Question : Si nous avons uniquement deux flux, dont un à la précédence 0 et un à la précédence n, quelle sera la part de bande passante pour chaque flux en fonction de n ? Faites le calcul pour chaque valeur possible de n en considérant une bande passante globale de 64 Kb/s.
Est-ce que vous retrouvez les chiffres mesurés au 3 ?
Nous reprenons nos deux flux maintenant bien connus.
Affectation de précédence au flux 1 → 3. Une manière d’effectuer cela est de créer une route-map au niveau de configuration de base. Cette route-map portera un nom, par exemple rmap1, elle aura pour numéro de séquence 0. On lui fera correspondre l’access-list caractérisant le flux 1 → 3 (match ip address num ). On affectera à cette route-map la précédence 5 (set ip precedence 5).
Notez que l’on peut également faire cela avec une policy-map (voir en annexe ??), mais on va changer un peu...
Affectation de la route-map à une interface entrante par configuration de niveau interface avec la commande ip policy route-map nom . L’interface configurée sera bien évidemment celle recevant le flux à marquer.
Bien évidemment, si vous avez choisi de procéder avec une policy-map, il faudra au contraire l’accrocher à l’interface avec service-policy input.
Les solutions modernes pour faire de la QoS offrent la possibilité de faire de la QoS hiérarchique. Il ne s’agit pas d’un nouvel algorithme, mais plutôt une façon d’utiliser les algorithmes connus, en les encapsulant les uns dans les autres.
L’idée de base est la suivante : à un niveau donné, on a une politique de QoS qui gère des paquets, et qui décide d’un faire sortir un à un instant donné. Mais ce paquet qui sort, il ne part pas sur le réseau, mais dans une autre stratégie de QoS qui englobe la première, et qui à son tour va décider du paquet qu’elle va faire sortir. Et ainsi de suite jusqu’à ce que le paquet sorte effectivement sur le réseau.
Là pour le coup on peut dire que le monde du logiciel libre ne s’est pas contenté de réimplémenter quelque chose qui existait dans le domaine commercial, mais a bien été ici un précurseur dans le domaine. Linux proposait historiquement une première implémentation de la QoS qui faisait uniquement du shaping et qui était (d’après les experts) plutôt moche. La ré-implémentation de la QoS dans Linux a le mérite d’être claire, propre, et plutôt efficace (c’est tout en logiciel, même si l’on commence à voir des choses sur carte NetFPGA). Disons-le, au jour d’aujourd’hui les équipementiers "pro" sont encore un peu à la traîne... (imho)
Les quelques stratégies de QoS vues ici sont des classiques (elles existent depuis longtemps, et sont implémentées Cisco...).
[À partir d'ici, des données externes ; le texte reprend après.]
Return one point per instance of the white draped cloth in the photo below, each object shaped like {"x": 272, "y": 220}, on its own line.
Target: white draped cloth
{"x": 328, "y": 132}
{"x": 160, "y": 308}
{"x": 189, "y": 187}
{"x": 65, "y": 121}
De nombreuses stratégies de QoS ont été implémentées sous Linux (voir le man tc, pour traffic control). Certaines ont un intérêt surtout académique, d’autres ont un intérêt plus pratique (voir le script wondershaper).
1.Cisco IOS, abréviation de Internetwork Operating System (système d’exploitation pour la connexion des réseaux), c.à.d. le nom du logiciel des équippements Cisco ; à ne pas confondre avec des produits Apple...
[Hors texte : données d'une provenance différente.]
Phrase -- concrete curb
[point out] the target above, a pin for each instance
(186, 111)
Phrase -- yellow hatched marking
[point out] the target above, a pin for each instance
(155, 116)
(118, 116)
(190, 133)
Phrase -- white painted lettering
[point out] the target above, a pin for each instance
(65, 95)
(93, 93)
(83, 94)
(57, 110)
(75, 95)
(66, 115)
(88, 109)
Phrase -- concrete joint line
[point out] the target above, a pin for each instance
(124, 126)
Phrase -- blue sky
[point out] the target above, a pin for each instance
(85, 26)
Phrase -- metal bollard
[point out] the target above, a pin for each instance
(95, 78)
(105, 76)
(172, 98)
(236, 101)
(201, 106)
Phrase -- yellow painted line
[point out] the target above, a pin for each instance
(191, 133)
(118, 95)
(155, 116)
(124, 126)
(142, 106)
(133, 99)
2.Et encore, je ne vous ai pas parlé du Generic Traffic Shaping (GTS) permettant de fixer le débit moyen et le pic toléré... Mais Cisco non plus n’est pas très loquace sur l’algorithme derrière ce truc-là... Un double token bucket ?
3.Pour retirer une class, il suffit de la précéder du mot clef no.
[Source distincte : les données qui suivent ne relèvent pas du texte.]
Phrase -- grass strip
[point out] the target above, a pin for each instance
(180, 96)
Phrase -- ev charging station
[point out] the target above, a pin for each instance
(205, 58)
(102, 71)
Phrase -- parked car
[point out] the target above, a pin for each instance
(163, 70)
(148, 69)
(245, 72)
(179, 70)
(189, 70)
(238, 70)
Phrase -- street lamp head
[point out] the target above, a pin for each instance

4.http://www.cisco.com/en/US/tech/tk543/tk545/technologies_tech_note09186a00800a3a25.shtml
5.http://networklessons.com/quality-of-service/qos-traffic-shaping-explained/
6.Prenez la précaution de générer des flux pour que cette commande ait justement quelque chose à raconter ! Par exemple, laissez tourner le fluxUDP(emetteur/recepteur).